Credit: Valery Hache / AFP / Getty Images

This story originally ran in the May 2010 issue of Men's Journal

What adventure most changed your life?

In college I was bodysurfing near Point Conception, California, and got caught in a riptide. I fought it but kept getting pulled out and down until I was exhausted. When I went under, it was all crystalline, angels singing, the whole cliché — and I relaxed. Of course, that’s what I needed to do, because then the tide swept me even farther out and I was able to get back to the surface. As I caught my breath, a seal popped up next to me. Up close, they don’t look so cute — more like big rats. For all I knew they were carnivorous. I drifted about a half-mile and finally was able to swim back in. That experience taught me a bit about mortality and that sometimes you have to pace yourself.

What should every man know about money?

There’s a great line from Wall Street 2: “Money is a bitch who never sleeps, and if you don’t keep an eye on her, then you wake up in the morning and she’s gone.”

What should every man know about women?

They don’t play fair. That’s a learned survival skill, though, because it’s not as if women have had a whole lot of choices through the generations. I’m watching this in my six-year-old. She used to have no problem with clothes; now she changes outfits three times a day. And she’s become selective with her cuddling; maybe she knows how much Daddy wants a big hug. They have a lot of power, those girls.

What’s the best way to impress a woman?

By ignoring her.

What’s the best advice you’ve ever received?

My father has always loved giving advice. He told me to make the best effort I can and then — fuck it.

What article of clothing should every man own?

Gucci. A lightweight rainproof parka.

What hidden skills do you have?

Well, I can still disassemble and rebuild a flathead engine. I was a member of the Downshifters Hot Rod Club in Connecticut in the ’50s and early ’60s and protected my youth from getting into more serious trouble by building hot rods and racing a Class C dragster. I drove a ’44 Ford convertible and then a ’46 Mercury with a Model A spring in the back that we called the Ruptured Duck. I think our top speed was 134 miles per hour.

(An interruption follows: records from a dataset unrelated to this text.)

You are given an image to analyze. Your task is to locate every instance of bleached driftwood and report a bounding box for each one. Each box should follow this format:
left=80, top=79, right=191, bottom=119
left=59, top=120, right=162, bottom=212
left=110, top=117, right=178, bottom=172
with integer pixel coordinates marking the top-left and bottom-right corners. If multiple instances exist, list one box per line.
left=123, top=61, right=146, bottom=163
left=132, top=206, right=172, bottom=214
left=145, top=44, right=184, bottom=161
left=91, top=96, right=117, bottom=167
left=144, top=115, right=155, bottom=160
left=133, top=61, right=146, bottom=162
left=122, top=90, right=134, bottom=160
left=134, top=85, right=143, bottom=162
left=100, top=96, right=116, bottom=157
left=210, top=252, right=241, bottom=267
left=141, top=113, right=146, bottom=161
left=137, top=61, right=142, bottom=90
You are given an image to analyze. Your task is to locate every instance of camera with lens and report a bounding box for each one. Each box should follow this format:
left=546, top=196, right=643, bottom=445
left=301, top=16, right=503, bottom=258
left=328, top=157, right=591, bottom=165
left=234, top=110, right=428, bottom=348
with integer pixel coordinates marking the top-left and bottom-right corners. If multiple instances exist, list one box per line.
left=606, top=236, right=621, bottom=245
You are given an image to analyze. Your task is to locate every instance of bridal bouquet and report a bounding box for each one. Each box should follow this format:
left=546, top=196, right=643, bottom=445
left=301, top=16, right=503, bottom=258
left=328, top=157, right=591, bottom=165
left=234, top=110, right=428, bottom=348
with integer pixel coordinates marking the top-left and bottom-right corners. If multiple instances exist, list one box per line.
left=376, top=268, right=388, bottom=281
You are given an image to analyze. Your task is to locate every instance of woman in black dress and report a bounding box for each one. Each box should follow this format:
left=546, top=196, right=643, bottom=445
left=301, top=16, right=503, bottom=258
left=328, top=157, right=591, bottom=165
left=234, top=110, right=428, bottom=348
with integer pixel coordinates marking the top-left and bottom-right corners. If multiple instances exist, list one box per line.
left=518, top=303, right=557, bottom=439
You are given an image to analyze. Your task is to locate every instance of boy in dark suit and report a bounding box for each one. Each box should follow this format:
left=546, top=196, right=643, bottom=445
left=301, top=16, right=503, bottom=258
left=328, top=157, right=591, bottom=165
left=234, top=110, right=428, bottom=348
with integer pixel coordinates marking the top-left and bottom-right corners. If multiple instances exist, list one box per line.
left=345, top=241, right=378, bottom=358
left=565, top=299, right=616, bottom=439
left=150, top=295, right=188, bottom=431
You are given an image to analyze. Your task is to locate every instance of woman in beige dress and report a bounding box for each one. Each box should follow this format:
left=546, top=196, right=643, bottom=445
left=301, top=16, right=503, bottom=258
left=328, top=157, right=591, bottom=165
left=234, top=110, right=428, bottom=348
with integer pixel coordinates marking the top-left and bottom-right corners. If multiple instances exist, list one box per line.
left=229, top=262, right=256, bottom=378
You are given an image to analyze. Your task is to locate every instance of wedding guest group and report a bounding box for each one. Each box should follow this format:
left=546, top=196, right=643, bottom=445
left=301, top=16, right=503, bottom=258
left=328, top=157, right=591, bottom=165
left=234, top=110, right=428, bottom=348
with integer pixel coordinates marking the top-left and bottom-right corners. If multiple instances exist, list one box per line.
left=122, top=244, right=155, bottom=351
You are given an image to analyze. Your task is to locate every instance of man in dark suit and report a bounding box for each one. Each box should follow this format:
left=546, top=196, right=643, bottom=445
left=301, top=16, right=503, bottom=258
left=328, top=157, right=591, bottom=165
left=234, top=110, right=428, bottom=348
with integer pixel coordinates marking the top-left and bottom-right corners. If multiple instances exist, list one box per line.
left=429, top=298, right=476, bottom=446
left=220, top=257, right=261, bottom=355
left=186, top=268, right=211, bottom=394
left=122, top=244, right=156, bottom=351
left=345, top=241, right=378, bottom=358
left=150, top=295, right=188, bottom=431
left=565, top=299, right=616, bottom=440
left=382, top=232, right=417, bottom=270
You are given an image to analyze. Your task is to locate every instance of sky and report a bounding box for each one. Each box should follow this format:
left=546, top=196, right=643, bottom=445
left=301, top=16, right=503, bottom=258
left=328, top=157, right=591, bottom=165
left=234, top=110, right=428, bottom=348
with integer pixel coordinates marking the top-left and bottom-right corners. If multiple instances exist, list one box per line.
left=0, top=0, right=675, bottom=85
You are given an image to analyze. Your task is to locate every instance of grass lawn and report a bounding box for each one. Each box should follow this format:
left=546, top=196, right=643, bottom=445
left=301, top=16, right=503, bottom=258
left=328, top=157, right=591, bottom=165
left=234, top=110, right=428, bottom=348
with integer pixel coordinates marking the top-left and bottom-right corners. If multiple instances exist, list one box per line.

We also operated a little Midnight Auto Supply, meaning that was the time of day we found parts we needed.

What skill should every man possess?

To see the absurdity of any situation, which ultimately allows you to solve it.

Do you have a scar that tells a story?

I had a serious ski accident. Did the triple — severed the meniscus, the patella, and the anterior cruciate in my left knee. I skied with a big old brace for years. Then I started to limp, so I went in last spring and had my knee replaced. It’s made a big difference. Been great for my golf game.

When is it okay for a man to lie?

Just about anytime, if it makes life more interesting and you’re not hurting anyone.

Who’s the toughest guy you know?

My father is right up there. He’s 93, has had a stroke, and has a pacemaker. This is a guy who was in a helicopter crash that killed two people when he was 74. I think that made him question why he lived and brought him back to his Jewish roots. He started studying with a rabbi, and he’s more of a complete man than he was before.

How should a man handle getting older?

With a giggle, hopefully. You’ve got to find a passion, even if it shocks you and breaks your normal patterns of watching football all weekend. Have you ever thought you wanted to sail? Or learn Spanish?

What’s the best survival skill you know?

I survived a Colorado whiteout once by making a pine-bough lean-to that keeps in the heat and won’t buckle from the snow. Find a rock ledge or a long, low tree branch — something solid. Collect a lot of pine boughs. Put some of them on the ground as a bed. Starting on the side exposed to the wind, pile on boughs at a slant for your roof, elevated by the rock ledge or branch. Interweaving is secondary. When you’re done, crawl in.